Living and working in some of the most scenic places in the country has often created challenges during my life.  This balancing act began over 20 years ago when I first moved to the Sierra Nevada town of Mammoth Lakes to work for Mammoth Mountain, the local ski resort.  Getting paid minimum wage for a job at the ski shop on the mountain, I had limited funds to pay for housing.  Fortunately for me, I was able to secure a room in a condo that I could afford.

This scenario would repeat itself a few years later when I moved to Lake Tahoe.  Except the demand for affordable housing far outweighed the availability.  For three years, I would compete with thousands of other local employees to find a room somewhere that wouldn’t break the bank.  I would comb the classifieds online and call immediately.  One year, I got really lucky.  The owner happened to pick up the phone rather than letting it go to voice mail and agreed to meet with me that afternoon.  She liked me and rented out the room.  Later, she told me she got over 50 phone calls that day inquiring about it.

Another year, I wasn’t so lucky.  I arrived later in the fall, and slept on a friend’s couch for weeks.  I ended up renting a room in what I can only graciously call a dump of an apartment and sleeping on an ancient leaky water bed for the winter.

In Lake Tahoe, the prices of housing were driven up by second home owners from the San Francisco Bay area.  People who worked for employers like Google and Facebook, and had the income to buy million dollar homes up at the lake.

While I loved Lake Tahoe, what ultimately drove me out was the realization that on my meager $10/hour income, I would never be able to buy a home there, with even the tiniest bungalow easily costing half a million dollars.

Such is the conundrum of local workers finding affordable housing in mountain towns.  The ski resorts and local businesses desperately need a work force to support the influx of tourists.  In winter, it’s all about the ski resorts.  In summer, Estes Park’s businesses serve the over 4 million visitors to Rocky Mountain National Park.  But those businesses barely pay above minimum wage.

Shortly after moving to Colorado, we took a camping trip to Maroon Bells near Aspen, Colorado.  Eating breakfast one morning in Aspen, we asked the waitress where she lived.  Due to the insane cost of housing in Aspen, she was forced to rent an apartment in Glenwood Springs, over an hour away and either take the bus or carpool to work every day.
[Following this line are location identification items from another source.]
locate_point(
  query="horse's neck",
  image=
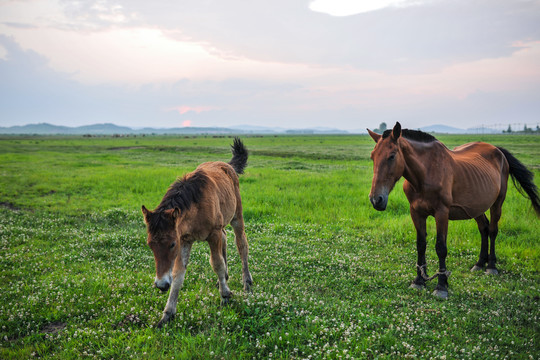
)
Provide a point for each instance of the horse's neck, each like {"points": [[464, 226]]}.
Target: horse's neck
{"points": [[415, 155]]}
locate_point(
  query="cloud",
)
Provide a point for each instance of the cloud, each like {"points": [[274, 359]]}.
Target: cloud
{"points": [[414, 39], [277, 63]]}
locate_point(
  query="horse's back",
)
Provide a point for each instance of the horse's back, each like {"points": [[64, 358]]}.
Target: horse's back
{"points": [[222, 195], [480, 176]]}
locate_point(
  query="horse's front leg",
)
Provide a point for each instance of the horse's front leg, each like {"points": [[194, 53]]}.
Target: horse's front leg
{"points": [[421, 270], [179, 273], [441, 220]]}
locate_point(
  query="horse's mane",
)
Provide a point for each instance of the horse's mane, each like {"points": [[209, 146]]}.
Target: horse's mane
{"points": [[182, 194], [415, 135]]}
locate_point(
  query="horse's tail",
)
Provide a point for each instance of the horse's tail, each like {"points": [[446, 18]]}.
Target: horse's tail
{"points": [[524, 177], [240, 155]]}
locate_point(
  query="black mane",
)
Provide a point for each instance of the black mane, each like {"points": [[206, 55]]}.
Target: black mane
{"points": [[182, 194], [415, 135]]}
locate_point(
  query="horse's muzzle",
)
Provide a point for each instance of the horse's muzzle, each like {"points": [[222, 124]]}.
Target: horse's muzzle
{"points": [[379, 202]]}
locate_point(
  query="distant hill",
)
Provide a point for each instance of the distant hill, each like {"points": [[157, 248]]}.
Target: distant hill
{"points": [[443, 129], [111, 129]]}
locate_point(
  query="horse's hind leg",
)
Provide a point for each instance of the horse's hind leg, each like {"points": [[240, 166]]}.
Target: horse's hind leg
{"points": [[224, 253], [496, 211], [218, 264], [483, 227], [243, 248]]}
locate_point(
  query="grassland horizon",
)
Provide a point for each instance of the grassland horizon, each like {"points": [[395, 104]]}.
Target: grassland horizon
{"points": [[331, 274]]}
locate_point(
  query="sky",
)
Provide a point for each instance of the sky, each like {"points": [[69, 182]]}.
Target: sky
{"points": [[282, 63]]}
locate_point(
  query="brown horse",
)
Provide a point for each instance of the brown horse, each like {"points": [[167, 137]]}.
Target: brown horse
{"points": [[198, 207], [449, 185]]}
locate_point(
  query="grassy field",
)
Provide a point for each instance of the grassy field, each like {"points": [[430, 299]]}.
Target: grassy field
{"points": [[331, 274]]}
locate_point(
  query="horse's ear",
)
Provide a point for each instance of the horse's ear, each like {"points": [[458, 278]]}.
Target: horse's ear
{"points": [[176, 213], [396, 131], [374, 135], [146, 212]]}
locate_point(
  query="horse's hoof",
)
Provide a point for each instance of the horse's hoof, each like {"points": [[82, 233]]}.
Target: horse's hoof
{"points": [[165, 319], [225, 301], [441, 294], [417, 286]]}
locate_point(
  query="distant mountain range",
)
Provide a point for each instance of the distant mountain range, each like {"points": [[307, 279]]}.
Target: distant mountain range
{"points": [[112, 129]]}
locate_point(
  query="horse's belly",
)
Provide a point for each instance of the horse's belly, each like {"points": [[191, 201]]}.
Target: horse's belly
{"points": [[461, 213]]}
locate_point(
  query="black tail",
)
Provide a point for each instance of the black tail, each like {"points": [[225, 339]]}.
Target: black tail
{"points": [[524, 177], [240, 155]]}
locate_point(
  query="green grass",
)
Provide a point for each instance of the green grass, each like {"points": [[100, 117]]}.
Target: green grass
{"points": [[331, 274]]}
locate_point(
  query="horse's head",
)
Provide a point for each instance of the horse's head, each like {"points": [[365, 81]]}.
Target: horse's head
{"points": [[163, 240], [388, 166]]}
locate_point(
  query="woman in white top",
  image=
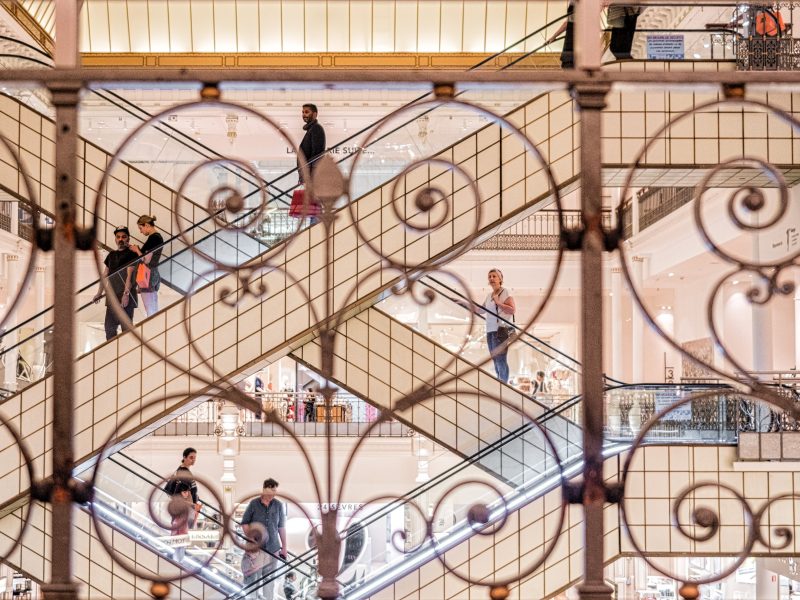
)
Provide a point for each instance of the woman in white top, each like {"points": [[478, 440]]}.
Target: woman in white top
{"points": [[498, 302]]}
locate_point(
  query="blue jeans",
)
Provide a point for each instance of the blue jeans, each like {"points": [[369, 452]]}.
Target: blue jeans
{"points": [[500, 360]]}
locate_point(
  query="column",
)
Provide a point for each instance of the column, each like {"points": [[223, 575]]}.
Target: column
{"points": [[637, 324], [767, 582], [10, 339], [617, 370], [591, 99]]}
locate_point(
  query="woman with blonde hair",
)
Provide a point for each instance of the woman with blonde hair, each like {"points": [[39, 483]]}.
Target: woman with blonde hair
{"points": [[150, 254], [498, 303]]}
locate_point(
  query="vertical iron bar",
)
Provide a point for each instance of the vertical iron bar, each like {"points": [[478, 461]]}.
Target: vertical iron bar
{"points": [[65, 99], [591, 101]]}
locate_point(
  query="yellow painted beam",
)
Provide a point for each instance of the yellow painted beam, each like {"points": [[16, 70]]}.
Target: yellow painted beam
{"points": [[29, 24]]}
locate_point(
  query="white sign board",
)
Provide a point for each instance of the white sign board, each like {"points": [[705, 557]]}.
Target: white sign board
{"points": [[665, 47]]}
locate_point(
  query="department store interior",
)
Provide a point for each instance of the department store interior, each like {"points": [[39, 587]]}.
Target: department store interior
{"points": [[698, 305]]}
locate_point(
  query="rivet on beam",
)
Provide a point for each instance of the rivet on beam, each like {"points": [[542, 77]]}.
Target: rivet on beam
{"points": [[210, 91], [444, 91]]}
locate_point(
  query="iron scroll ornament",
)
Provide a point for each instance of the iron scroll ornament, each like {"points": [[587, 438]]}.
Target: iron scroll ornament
{"points": [[743, 200]]}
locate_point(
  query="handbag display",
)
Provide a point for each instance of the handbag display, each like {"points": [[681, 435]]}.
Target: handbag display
{"points": [[299, 208], [143, 276]]}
My hometown of Nederland is not immune to these issues either, even though it faces them on a smaller scale.  Eldora ski resort employs over a hundred seasonal workers, and local businesses ramp up hiring to serve the thousands of visitors to the Indian Peaks Wilderness in summer and fall.

So it was with interest, that I read a story in our local paper a couple of weeks ago.  Nederland is feeling the affects of increasing population growth along the Front Range, with real estate inventory shrinking and housing prices going up.  On March 20, the Nederland Board of Trustees approved a project by the Boulder County Housing Authority to build 26 new homes for low-income and senior residents.  Residents need to have a job in Nederland and must earn less than 60 percent of Area Media Income to qualify.

The land is centrally located walking distance to town business and adjacent to Nederland’s Park and Ride lot, which gives residents access to public transportation to nearby Boulder.  Several years ago, Nederland residents approved a ballot initiative to provide all Nederland residents with RTD Ecopasses through a modest property tax surcharge.

While 26 units may not seem a lot, it’s a step in the right direction towards local businesses retaining good help and stability for the people who live and work here.  And it helps the county work towards their eventual 12 percent goal of affordable housing by 2035.

I’m fortunate enough today to own a home here and not have to worry about this.  But as someone who walked in the shoes of those local workers, I am grateful our community is working towards addressing this pressing need.